The system is running on linux so read/write to separate disks is not a problem. I can even separate the small data from the big data because the data that is placed in a given directory tends to stay around the same size, with the exception of the spool directory that is.

As far as holding it in ram until completely downloaded, i'm not really sure. I would think that it does on most files because it has to piece the file together from frames using sequence numbers. Raid 1 is not needed due to the general volitility of the data.

What about onboard vs controller card also.
 

specialk90

Distinguished
Apr 8, 2009
303
0
18,790
I really think that the pieces are not being held in ram due to the fact that your drive is being overtaxed. It might be setup to only store small chunks, like 5MB, and then write to disk which would still cause problems for a single drive.

Onboard vs hardware Raid: now that I reread your original statement, I realize that you really need some storage power. What motherboard do you have and how many PCI-Express slots does it have?(this is for hardware raid)
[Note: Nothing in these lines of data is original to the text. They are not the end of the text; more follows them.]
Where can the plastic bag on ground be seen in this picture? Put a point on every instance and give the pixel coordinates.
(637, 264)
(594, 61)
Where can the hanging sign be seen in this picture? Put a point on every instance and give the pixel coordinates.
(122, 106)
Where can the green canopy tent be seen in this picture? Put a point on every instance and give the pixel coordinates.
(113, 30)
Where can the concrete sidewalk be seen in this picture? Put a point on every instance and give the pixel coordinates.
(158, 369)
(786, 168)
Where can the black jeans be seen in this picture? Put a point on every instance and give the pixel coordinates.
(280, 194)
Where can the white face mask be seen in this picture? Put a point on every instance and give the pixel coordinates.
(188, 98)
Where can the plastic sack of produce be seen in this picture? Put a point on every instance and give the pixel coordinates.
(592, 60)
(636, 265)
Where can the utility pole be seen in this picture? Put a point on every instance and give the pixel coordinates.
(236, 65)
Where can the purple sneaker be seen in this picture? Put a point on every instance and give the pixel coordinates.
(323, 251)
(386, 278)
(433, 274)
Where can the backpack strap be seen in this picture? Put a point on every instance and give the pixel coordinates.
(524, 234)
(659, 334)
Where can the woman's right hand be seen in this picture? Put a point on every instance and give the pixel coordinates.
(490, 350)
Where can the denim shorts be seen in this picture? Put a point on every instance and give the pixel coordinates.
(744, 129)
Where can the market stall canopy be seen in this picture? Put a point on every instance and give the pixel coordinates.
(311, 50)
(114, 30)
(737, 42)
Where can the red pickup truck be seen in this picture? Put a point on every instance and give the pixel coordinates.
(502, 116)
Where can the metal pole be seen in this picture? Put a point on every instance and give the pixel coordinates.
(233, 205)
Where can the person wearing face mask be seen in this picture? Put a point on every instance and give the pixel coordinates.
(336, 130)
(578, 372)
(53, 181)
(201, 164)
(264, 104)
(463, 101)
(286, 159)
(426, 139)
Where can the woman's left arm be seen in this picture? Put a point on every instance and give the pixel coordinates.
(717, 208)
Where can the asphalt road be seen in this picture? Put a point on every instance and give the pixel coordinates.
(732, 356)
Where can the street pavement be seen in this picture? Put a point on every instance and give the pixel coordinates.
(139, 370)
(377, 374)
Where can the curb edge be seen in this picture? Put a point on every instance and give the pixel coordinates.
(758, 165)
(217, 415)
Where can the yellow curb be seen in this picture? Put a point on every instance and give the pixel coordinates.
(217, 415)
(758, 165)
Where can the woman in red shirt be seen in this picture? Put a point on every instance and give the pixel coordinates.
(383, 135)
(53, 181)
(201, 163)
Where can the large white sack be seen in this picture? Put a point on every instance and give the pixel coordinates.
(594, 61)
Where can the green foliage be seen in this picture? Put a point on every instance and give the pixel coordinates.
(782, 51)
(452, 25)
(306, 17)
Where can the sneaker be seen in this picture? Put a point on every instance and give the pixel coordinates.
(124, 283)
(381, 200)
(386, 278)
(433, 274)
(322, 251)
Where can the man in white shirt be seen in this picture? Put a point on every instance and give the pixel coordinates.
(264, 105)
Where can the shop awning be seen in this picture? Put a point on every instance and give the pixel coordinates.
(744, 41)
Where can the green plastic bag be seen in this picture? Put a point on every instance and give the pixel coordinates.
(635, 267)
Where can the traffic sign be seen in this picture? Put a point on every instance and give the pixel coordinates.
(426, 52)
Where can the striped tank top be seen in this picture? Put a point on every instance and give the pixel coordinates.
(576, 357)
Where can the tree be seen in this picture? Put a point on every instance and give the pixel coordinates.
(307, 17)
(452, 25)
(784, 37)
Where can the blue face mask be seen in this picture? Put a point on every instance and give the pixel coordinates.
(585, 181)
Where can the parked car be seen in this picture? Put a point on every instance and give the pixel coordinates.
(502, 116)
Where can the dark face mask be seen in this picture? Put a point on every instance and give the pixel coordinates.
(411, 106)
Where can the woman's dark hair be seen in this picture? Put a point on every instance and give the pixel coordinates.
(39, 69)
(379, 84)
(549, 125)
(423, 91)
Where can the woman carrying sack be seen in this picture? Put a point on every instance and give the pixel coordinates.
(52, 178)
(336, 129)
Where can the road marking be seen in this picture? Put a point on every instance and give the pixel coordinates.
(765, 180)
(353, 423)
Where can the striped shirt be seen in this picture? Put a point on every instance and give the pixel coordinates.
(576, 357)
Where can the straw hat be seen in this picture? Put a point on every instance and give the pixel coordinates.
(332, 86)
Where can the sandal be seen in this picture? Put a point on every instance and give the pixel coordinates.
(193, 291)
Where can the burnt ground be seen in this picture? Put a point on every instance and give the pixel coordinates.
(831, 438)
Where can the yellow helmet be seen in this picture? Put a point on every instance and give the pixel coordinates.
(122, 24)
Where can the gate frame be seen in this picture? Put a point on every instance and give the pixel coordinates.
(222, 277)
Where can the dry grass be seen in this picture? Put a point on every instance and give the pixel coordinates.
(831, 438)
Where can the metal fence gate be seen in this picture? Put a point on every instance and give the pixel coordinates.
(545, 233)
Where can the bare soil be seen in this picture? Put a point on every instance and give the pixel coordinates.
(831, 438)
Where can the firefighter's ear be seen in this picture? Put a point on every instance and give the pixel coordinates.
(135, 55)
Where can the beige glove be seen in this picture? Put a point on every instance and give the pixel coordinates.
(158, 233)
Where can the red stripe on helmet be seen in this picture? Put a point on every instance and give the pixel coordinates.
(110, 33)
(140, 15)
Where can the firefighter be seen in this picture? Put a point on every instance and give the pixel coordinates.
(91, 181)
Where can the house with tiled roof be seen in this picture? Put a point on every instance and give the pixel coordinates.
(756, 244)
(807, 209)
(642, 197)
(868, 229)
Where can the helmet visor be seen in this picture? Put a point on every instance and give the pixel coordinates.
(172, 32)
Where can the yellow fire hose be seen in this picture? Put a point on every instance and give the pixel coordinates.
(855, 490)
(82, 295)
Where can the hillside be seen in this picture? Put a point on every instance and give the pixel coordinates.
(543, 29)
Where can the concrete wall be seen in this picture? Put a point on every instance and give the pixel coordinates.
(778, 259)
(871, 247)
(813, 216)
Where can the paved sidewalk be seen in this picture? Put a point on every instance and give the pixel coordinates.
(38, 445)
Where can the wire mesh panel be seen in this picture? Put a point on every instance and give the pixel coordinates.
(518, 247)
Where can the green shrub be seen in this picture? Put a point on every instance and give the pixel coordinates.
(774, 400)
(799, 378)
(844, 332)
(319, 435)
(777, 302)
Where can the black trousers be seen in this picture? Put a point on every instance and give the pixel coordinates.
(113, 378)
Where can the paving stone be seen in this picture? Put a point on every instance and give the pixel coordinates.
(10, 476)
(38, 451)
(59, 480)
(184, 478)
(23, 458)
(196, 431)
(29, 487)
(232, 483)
I really think 2 sets of raid 0 would be best: 1 for incoming/decoding and the other for reading by your network and at least 10k rpm. Before I go any further, what is you budget?
SSD drives are almost what you need but the large size difference of your files combined with constant writes- this would bog down the top of line Intel X25. SSD's just aren't ready for prime time in heavy writing environments. I can also tell you that using the smallest stripe in your Raid will help with all the small files but hurt the speed of larger files.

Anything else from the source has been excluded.